Выводы: Релятивная онтология не только описывает мир в его единстве, но и обосновывает его будущее как духовное будущее.

 

Ключевые слова: релятивная онтология; онтологическое будущее; стационарность общества сверхпотребления; онтологическое духовное 6удущее; приоритет духовного над материальным; необходимо-достаточный уровень потребления; сверхпотребление; творчество.

 

Ontological Image of the Spiritual Future

 

Kolychev Petr Mikhailovich – Saint Petersburg State University of Aerospace Instrumentation, Department of Advertising and Modern Communications, Professor, Doctor of Philosophy, Associate Professor, Saint Petersburg, Russia.

Email: piter55piter@mail.ru

Abstract

Background: The article combines two topics, each has its own background. The topic of creating a spiritual society was very relevant in the late 19th – early 20th centuries. It was a time of crisis in Western European spirituality. The most significant concepts for us are as follows: theosophy, the concept of the spiritual society founded by N. K. Roerich, the theoretical foundations of various associations of Russian avant-garde artists, in particular, the ideas of V. V. Kandinsky when creating “The Blue Rider” association, the ideas that formed the basis of futurism, the ideas of K. S. Malevich on the creation of the UNOVIS (founders of new art) society, the ideas of P. N. Filonov’s “Analytical Art” group.

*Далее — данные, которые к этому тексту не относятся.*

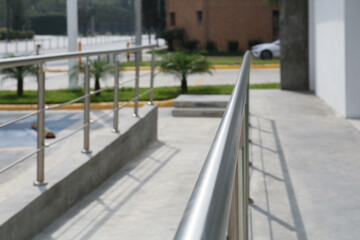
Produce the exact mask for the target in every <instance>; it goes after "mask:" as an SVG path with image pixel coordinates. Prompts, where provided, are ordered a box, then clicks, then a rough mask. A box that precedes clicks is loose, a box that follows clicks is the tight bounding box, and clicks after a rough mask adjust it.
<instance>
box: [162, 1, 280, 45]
mask: <svg viewBox="0 0 360 240" xmlns="http://www.w3.org/2000/svg"><path fill="white" fill-rule="evenodd" d="M166 8H167V10H166V11H167V29H174V28H184V29H185V31H186V39H188V40H195V39H196V40H199V41H200V43H199V45H198V48H200V49H204V48H205V46H206V42H207V41H212V42H215V43H216V45H217V47H218V50H219V51H227V50H228V42H229V41H238V42H239V48H240V49H242V50H246V49H247V48H248V42H249V41H250V40H254V39H257V40H261V41H263V42H271V41H274V40H276V39H278V37H279V27H278V26H279V11H278V10H277V9H275V8H270V7H269V6H268V5H267V4H266V3H265V1H263V0H167V5H166Z"/></svg>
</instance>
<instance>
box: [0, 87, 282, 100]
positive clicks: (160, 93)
mask: <svg viewBox="0 0 360 240" xmlns="http://www.w3.org/2000/svg"><path fill="white" fill-rule="evenodd" d="M233 88H234V86H233V85H218V86H216V85H212V86H194V87H189V89H188V93H187V94H231V92H232V90H233ZM250 88H251V89H279V88H280V84H279V83H265V84H253V85H250ZM147 90H148V88H140V90H139V92H140V94H141V93H143V92H145V91H147ZM83 94H84V91H83V90H82V89H79V90H69V89H61V90H48V91H46V93H45V99H46V103H47V104H54V103H64V102H68V101H71V100H72V99H75V98H78V97H81V96H83ZM180 94H181V92H180V87H159V88H155V89H154V100H167V99H172V98H176V97H177V96H178V95H180ZM113 97H114V93H113V91H111V90H107V91H103V92H101V95H100V96H92V97H91V102H112V101H113ZM133 97H134V88H130V87H129V88H122V89H120V91H119V98H120V101H129V100H131V99H132V98H133ZM140 100H141V101H147V100H149V94H146V95H144V96H143V97H141V98H140ZM79 102H83V101H79ZM36 103H37V91H24V96H23V97H17V96H16V91H0V104H36Z"/></svg>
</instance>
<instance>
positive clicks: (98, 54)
mask: <svg viewBox="0 0 360 240" xmlns="http://www.w3.org/2000/svg"><path fill="white" fill-rule="evenodd" d="M155 47H157V45H155V44H151V45H142V46H135V47H129V48H119V49H112V50H92V51H83V52H67V53H55V54H44V55H37V56H25V57H16V58H5V59H0V68H8V67H18V66H24V65H32V64H40V63H44V62H50V61H58V60H67V59H71V58H79V57H90V56H99V55H109V54H120V53H126V52H137V51H139V50H143V49H153V48H155Z"/></svg>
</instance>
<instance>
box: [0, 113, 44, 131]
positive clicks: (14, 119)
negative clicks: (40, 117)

Research methods: The main method is dialectics, as well as the methodology of relative ontology.

Results: The methodology of relative ontology, on the one hand, makes a correction of the ontological image of the communist future. We emphasize it is a correction, not a denial. In particular, this correction allows us to substantiate the future stationarity of modern society. This correction, on the other hand, allows us to develop the concept of the communist future, while substantiating the ontological image of the spiritual future. If the communist future mainly concerns the socio-economic sphere, the spiritual future will mainly concern the goals of spiritual activity provided that the communist future is achieved in the socio-economic sphere.

Implications: The ontological image of the spiritual future allows substantiating ontologically such a traditional Russian spiritual and moral value as the priority of the spiritual over the material.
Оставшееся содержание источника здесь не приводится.